= Bryan O'Linn =

Bryan O'Linn (November 30, 1927 – July 19, 2015) was a Namibian jurist, politician, lawyer and author.

Born in Brandfort, South Africa, O'Linn moved to Namibia when he was a year old. From 1946 to 1952 he was with the South Africa Police instead on serving in the military. He also served as a civil servant and a newspaper reporter before embarking on a career in law in 1961. Prior to Namibia's independence, he defended several Namibian independence fighters in court. O'Linn also chaired Namibia Peace Plan 435 which conducted dialogues with the independence movement.

In 1974, he became the leader of the United National South West Party after serving as vice-chairman. The party renamed itself the National Party in October 1975, staying under O'Linn's leadership, but disintegrated some time later.

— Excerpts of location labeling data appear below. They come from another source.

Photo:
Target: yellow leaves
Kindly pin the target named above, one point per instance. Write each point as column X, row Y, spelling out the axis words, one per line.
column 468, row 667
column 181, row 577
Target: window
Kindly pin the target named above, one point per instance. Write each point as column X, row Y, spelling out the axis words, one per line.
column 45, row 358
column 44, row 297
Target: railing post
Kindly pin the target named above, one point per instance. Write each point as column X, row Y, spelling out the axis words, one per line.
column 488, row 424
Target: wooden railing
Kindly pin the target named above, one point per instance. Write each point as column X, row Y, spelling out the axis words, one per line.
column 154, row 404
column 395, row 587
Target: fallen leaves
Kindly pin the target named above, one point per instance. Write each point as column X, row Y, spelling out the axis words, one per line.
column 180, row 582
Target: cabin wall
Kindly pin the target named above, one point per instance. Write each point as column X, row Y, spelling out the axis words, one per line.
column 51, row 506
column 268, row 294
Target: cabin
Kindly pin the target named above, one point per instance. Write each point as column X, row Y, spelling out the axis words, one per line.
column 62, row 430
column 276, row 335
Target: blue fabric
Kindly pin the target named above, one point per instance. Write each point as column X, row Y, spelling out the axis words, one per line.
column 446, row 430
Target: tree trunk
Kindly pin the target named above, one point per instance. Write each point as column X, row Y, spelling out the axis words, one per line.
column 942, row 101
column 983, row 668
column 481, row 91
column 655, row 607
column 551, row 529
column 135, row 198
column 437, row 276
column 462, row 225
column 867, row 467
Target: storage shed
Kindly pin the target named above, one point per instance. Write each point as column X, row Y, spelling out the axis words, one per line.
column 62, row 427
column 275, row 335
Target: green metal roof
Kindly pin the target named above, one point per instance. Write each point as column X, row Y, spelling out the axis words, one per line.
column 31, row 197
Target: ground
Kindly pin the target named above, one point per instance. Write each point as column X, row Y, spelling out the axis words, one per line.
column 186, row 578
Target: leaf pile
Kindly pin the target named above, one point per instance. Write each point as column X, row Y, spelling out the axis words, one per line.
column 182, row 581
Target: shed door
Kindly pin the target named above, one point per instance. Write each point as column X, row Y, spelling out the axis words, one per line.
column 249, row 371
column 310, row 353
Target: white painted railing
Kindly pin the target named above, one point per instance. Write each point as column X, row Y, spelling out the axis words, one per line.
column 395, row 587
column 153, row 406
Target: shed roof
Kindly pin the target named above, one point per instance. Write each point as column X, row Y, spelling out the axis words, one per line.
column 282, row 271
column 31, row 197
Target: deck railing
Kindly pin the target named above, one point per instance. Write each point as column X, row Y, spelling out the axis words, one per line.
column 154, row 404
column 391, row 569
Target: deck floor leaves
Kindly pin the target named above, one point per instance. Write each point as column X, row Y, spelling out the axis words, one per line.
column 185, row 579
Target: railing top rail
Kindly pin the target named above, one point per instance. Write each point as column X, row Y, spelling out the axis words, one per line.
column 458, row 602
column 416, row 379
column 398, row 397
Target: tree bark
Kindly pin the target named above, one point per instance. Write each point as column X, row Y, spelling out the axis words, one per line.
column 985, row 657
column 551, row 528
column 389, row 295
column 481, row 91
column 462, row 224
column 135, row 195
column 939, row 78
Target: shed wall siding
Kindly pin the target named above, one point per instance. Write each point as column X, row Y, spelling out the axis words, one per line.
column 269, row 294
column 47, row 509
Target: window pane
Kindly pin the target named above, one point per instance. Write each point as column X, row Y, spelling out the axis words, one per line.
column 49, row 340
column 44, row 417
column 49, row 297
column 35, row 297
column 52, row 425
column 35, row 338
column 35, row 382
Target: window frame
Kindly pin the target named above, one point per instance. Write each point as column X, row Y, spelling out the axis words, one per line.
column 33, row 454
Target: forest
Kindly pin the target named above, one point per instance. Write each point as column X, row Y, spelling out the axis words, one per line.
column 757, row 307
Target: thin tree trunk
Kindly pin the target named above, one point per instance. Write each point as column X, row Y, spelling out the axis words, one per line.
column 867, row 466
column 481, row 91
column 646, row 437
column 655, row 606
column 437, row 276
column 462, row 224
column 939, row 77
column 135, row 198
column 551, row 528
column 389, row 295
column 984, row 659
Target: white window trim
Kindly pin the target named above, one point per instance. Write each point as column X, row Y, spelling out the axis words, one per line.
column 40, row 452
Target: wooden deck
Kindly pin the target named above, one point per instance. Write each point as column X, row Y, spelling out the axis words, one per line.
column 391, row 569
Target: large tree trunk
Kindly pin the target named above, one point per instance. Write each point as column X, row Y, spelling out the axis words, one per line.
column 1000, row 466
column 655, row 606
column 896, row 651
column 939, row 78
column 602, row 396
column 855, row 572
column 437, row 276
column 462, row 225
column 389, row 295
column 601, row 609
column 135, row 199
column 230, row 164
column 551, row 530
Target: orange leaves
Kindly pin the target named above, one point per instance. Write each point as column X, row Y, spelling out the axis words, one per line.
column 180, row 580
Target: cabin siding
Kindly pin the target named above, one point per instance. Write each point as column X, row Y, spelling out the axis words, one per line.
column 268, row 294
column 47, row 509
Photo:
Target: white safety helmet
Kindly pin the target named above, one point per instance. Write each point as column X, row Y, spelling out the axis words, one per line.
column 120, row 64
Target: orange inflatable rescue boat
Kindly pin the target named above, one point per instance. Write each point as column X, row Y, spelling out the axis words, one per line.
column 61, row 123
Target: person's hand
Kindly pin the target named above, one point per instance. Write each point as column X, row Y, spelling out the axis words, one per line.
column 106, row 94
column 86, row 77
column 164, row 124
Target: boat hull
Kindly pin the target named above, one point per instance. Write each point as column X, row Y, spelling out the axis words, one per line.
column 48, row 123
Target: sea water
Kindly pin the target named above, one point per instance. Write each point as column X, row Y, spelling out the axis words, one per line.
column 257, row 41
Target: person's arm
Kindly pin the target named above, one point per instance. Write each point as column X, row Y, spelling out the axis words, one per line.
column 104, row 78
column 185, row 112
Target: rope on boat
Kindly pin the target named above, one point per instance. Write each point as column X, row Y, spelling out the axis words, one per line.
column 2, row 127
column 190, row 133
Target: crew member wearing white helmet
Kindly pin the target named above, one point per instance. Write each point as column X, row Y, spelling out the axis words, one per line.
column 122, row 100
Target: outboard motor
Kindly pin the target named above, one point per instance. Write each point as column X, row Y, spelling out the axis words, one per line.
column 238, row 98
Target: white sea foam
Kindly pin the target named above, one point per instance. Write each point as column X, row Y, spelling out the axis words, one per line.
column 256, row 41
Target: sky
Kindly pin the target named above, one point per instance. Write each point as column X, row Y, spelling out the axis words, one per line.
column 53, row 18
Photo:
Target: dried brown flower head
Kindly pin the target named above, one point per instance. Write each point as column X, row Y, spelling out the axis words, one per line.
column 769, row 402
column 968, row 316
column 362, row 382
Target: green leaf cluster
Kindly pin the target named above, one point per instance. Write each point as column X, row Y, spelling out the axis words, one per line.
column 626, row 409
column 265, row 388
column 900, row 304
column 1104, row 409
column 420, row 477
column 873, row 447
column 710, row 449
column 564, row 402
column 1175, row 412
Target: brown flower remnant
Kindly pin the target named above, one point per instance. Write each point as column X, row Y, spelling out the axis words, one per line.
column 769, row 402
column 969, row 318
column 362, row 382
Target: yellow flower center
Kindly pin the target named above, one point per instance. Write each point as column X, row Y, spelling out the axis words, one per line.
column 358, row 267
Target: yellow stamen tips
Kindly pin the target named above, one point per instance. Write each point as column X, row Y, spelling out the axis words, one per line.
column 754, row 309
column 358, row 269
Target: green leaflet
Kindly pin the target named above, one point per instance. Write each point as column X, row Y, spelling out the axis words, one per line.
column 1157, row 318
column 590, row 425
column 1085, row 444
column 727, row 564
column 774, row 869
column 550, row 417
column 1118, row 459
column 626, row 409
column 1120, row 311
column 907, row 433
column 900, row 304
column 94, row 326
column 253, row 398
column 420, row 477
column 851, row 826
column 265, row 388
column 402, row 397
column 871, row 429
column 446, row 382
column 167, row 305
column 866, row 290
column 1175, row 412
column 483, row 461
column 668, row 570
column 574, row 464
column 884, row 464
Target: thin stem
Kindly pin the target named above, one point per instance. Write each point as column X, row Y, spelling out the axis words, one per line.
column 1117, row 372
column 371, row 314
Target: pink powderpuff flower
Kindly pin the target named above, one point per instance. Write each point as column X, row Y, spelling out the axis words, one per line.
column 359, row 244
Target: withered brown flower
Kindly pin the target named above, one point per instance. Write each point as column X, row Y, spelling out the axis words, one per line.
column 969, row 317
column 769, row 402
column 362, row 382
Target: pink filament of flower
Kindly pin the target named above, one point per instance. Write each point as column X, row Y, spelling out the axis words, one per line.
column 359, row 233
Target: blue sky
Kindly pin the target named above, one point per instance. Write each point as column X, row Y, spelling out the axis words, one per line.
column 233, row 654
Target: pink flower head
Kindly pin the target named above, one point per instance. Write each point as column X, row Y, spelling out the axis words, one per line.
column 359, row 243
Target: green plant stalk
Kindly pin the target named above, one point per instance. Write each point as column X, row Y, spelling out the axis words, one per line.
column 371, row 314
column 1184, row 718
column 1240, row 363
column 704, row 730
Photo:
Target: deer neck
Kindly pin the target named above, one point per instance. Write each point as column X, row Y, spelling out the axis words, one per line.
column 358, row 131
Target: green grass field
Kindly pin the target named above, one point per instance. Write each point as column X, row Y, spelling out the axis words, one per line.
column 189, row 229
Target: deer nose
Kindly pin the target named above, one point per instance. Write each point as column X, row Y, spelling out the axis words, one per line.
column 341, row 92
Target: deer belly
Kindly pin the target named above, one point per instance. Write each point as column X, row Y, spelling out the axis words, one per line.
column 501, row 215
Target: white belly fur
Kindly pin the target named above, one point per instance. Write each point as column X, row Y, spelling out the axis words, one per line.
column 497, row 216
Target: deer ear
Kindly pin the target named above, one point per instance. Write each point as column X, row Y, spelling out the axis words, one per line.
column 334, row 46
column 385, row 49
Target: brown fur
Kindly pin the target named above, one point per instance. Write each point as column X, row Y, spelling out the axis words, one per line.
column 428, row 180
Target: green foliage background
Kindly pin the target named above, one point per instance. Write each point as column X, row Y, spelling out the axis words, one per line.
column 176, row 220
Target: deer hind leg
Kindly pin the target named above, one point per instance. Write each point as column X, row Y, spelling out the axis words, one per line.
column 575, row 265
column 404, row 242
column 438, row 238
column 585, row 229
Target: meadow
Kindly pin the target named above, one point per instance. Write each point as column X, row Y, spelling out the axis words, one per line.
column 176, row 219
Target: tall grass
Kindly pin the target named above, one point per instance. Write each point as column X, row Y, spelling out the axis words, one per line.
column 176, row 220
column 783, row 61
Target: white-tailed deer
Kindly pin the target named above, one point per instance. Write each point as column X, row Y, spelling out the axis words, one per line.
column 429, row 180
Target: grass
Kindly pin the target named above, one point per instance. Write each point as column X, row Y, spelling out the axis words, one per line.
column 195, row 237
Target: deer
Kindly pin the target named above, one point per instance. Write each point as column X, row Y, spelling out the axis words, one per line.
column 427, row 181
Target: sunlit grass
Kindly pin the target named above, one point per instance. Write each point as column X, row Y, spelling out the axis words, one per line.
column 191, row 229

O'Linn led the Society of Advocates from 1982 to 1989, prosecuting human rights abuses throughout the country. After Namibia became independent in November 1989, O'Linn became a justice of the High Court. He oversaw cases involving the fishing industry and crime legislation during his tenure on the High Court, which lasted until September 1999, when he was appointed to the Supreme Court. O'Linn served on the Supreme Court until 2006, during which time he published a book in 2003 entitled Namibia: The sacred Trust of Civilization - Ideal and Reality that dealt with Namibian history, struggle for independence, and his opinion on several current issues. A second volume came out in 2010.

O'Linn died in Windhoek on July 19, 2015, after suffering from ill health for several years. He is survived by his wife of 58 years, Miemie. The Namibian called him "a towering figure in Namibia's legal system over the past 50 years." Chief Justice Peter Shivute said, "The late Judge O'Linn's death is a great loss to the legal fraternity of Namibia."